Kawamura Yoshiaki, Uchida Takato, Umemoto Tatsuya, Nakajima Nobuyuki, Nitta Masahiro, Hasegawa Masanori, Shoji Sunao
Department of Urology, Tokai University School of Medicine, Isehara, Kanagawa 259-1193, Japan.
J Surg Case Rep. 2024 Apr 24;2024(4):rjae251. doi: 10.1093/jscr/rjae251. eCollection 2024 Apr.
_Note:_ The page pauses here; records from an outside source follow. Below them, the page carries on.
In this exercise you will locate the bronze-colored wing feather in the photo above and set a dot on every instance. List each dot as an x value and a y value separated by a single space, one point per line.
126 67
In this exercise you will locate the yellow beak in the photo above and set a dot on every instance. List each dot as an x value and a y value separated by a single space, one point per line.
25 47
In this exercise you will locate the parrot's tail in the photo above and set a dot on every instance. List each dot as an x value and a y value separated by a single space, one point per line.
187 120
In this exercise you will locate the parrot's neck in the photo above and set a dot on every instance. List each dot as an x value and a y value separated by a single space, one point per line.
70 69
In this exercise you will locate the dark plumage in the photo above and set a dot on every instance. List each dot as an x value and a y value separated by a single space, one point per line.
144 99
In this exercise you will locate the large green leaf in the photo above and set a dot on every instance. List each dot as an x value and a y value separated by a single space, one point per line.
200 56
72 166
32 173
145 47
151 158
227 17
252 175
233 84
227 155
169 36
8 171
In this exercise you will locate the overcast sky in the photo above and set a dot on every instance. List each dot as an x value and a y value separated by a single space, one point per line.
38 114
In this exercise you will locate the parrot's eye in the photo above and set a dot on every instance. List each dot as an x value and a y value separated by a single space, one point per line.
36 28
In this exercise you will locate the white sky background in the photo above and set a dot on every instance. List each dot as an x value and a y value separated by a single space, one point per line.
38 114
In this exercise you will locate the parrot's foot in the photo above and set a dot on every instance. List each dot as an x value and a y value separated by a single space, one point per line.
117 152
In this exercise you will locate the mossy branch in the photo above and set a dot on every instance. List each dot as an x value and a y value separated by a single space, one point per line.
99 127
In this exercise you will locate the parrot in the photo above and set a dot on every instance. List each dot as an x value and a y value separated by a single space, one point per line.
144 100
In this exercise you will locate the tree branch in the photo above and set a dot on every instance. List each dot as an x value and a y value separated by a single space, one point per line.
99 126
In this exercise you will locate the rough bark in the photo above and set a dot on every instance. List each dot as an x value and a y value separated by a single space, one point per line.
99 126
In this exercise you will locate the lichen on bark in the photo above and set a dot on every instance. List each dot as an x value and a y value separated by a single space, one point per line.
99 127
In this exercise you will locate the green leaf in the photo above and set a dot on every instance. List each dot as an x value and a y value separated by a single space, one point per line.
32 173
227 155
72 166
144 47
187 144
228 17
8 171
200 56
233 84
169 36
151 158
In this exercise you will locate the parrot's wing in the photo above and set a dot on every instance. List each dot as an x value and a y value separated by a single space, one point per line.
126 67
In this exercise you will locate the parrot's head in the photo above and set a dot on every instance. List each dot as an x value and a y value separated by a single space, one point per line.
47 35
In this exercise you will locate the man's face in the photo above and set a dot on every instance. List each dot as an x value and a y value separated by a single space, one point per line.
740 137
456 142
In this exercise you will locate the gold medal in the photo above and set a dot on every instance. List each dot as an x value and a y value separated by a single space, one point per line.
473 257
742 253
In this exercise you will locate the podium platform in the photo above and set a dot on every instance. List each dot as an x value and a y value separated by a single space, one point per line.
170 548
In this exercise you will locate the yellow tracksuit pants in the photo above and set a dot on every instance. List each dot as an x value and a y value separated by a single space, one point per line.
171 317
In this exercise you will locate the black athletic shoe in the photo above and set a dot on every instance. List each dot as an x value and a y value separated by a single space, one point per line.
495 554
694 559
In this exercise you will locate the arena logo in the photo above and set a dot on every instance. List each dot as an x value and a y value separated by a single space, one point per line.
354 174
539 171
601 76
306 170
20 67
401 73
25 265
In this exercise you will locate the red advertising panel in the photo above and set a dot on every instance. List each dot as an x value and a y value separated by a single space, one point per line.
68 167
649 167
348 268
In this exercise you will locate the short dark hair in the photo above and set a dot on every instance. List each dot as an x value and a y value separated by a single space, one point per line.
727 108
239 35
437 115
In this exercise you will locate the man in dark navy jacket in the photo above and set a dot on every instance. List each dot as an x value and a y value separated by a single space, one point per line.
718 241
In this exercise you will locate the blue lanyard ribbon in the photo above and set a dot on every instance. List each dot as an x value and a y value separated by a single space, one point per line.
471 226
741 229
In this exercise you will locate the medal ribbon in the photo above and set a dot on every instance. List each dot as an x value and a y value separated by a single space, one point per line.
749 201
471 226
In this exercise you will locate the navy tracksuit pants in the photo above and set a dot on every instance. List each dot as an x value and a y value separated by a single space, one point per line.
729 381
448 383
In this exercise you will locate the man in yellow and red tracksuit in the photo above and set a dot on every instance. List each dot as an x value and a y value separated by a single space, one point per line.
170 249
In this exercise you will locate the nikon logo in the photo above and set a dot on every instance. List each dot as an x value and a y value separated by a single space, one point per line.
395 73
A 5 mm port site hernia during laparoscopic surgery is rarer than a 12 mm port site hernia. Here, we report the case of a 5 mm port site hernia in an 85-year-old woman who underwent long-term steroid therapy and laparoscopic right nephrectomy. There was also a hernia at the port site where the drain was placed. Due to the 5 mm port at the drain removal site, fascial suturing was impossible after removal of the drain, and countermeasures were difficult. However, we believe that patients at a higher risk of port need suturing wound patients like this and should be carefully observed.
腹腔镜手术期间出现5mm的切口疝比12mm的切口疝更少见。在此,我们报告一例85岁长期接受类固醇治疗且接受腹腔镜右肾切除术的女性发生5mm切口疝的病例。放置引流管的切口部位也出现了疝。由于引流管拔除部位的切口为5mm,拔除引流管后无法进行筋膜缝合,应对措施困难。然而,我们认为像这样有较高切口疝风险的患者需要缝合伤口,并且应该仔细观察。